The harsh reality is that geography matters. DOJ does not appear to have any real criterion for determining when a criminal AUSA must be assigned to a case involving suspected health care fraud and abuse. Sure, there are guidelines – like cash kickbacks and patient harm normally fall into the purview of criminal versus civil. Yet, even those guidelines are, yes, guidelines. Cases in point: the dozens of worthless services fraud cases that are non-criminal cases involving graphic allegations of patient harm (sometimes even patient deaths) which are not assigned to any criminal AUSA. Normally, supervision and questionable AKS safe harbor cases fall into the civil bucket.

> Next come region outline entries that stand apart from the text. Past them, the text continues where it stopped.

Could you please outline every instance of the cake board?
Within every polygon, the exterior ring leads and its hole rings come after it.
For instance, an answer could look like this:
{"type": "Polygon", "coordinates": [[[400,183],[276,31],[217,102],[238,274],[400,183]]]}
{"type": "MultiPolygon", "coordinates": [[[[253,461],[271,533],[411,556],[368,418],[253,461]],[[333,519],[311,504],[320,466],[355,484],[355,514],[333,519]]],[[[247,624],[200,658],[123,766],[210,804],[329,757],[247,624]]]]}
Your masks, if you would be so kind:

Not always. There are criminal cases where lack of supervision is the core theory of the criminal prosecution. Similarly, there are criminal cases where the theory is, in part, based on conduct which purportedly violates AKS and falls outside of any applicable statutory exception or safe harbor. There should be greater uniformity and an ongoing dialogue on how such uniformity might be achieved from the top down.